@phillyartjawn is pleased to introduce our featured artist of the month, @joseph.eggleston.art!
Check out the interview below to learn more about our artist of the month:
Q: Which artists are you inspired by, creatively?
A: Even though I am a figurative painter, I am inspired by quite a few abstract / non-objective painters. Joan Mitchell, Joan Snyder, and Clyfford Still are some of my top influences. Some contemporary painters that inspire me regularly are: Andy Dixon, Andrew Salgado, Salman Toor, Jenny Saville, and Kai Samuels-Davis. I also have a book of Basquiat’s work that I flip through pretty regularly.
Q: I've noticed that you create a lot of portraits. How do you choose the individuals that you want to paint?
A: Honestly, it really is just whatever inspires me in the moment. Whatever sparks an idea. Most of the figures I paint are based off of images that I see on the internet that I then manipulate into something new. Or they’re a composite of many images morphed into one. It really is about the pose for me or the weird angles that the face/head can create.
Q: Have you been making artwork during the COVID-19 pandemic?
A: Yes, I am still creating work at home during the pandemic. At times I have found it difficult to remain focused but I try not to put too much pressure on myself to create continuously; sometimes it’s good to take a day off. I also tend to work on many projects at once which helps when I find myself stuck on a piece.
Q: How do you see the relationship between your artistic practice and your work in relation to the era of COVID-19, the Black Lives Matter movement, and the current political climate?"
A: I’ve noticed that, since the start of the COVID-19 pandemic, I have been sketching and creating more works that contain two or more figures in the composition. Prior to 2020 I tended to create works with an isolated figure or just a portrait of one subject. The desire for human contact with people you are unable to see due to health concerns has cast a different light on what it feels like to be alone. These new perspectives will naturally influence an artist’s work, I believe, and for me it has.

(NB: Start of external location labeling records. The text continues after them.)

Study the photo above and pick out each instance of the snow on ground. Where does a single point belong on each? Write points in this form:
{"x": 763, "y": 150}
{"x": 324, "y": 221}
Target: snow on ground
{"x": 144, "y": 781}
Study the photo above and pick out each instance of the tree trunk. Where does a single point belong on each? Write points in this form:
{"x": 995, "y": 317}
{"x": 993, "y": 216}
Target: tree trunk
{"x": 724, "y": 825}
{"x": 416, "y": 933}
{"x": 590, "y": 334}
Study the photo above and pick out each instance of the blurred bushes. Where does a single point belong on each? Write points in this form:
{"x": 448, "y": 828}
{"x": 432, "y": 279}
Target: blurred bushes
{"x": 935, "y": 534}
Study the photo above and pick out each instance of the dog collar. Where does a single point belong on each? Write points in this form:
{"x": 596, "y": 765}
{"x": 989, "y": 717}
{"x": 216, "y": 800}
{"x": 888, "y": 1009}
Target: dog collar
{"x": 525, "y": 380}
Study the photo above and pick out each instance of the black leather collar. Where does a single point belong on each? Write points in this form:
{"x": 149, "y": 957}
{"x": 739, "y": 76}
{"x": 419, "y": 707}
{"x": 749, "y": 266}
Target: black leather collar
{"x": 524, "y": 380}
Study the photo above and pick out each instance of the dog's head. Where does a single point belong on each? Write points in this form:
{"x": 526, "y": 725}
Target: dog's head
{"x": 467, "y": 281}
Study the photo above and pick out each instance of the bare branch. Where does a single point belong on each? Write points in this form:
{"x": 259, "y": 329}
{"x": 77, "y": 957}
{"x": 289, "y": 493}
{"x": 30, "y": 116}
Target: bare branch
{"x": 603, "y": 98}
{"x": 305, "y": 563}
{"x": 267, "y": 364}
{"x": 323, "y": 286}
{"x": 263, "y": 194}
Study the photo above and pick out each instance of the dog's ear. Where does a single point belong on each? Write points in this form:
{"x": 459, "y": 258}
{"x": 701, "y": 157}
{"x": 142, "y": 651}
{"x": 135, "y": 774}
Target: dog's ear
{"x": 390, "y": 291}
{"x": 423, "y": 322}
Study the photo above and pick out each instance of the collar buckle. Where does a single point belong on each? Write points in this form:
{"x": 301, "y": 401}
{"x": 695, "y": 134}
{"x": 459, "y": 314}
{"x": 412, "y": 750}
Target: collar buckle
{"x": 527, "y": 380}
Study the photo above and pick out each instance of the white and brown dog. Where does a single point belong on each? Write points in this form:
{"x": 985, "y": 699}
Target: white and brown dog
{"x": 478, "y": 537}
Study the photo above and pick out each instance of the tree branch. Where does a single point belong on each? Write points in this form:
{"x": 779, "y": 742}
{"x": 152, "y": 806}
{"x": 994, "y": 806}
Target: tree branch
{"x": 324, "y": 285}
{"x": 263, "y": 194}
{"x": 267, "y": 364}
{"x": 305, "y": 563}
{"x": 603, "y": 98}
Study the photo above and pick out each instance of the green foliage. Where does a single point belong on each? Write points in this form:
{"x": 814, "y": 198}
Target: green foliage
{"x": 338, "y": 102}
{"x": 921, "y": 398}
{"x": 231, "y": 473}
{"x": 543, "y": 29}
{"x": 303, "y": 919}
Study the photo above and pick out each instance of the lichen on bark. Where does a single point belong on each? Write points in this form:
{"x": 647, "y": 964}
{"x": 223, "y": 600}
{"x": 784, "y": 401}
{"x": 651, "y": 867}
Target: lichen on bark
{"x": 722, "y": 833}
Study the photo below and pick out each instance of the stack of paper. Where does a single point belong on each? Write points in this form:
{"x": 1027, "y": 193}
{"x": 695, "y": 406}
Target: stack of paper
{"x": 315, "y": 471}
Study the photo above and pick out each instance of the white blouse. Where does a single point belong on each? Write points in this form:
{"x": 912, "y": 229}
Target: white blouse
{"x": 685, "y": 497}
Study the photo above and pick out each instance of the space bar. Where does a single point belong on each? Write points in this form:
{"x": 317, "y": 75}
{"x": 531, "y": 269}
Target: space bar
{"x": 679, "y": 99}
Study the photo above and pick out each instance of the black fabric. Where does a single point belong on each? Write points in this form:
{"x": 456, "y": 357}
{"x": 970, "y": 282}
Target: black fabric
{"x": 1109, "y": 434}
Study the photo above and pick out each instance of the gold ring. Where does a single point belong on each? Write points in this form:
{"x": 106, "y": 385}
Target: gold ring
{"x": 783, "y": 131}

My identity as a queer person influences almost all of the subject matter of my work. The current political climate and the BLM movement has made me want to make the subject matter of my work even more queer. I want my work to give visibility to imagery that is not always seen in the narratives found in the history of painting. I like to highlight and play with queer identities and stereotypes, give them a story.
Thank you for sharing with us, @joseph.eggleston.art!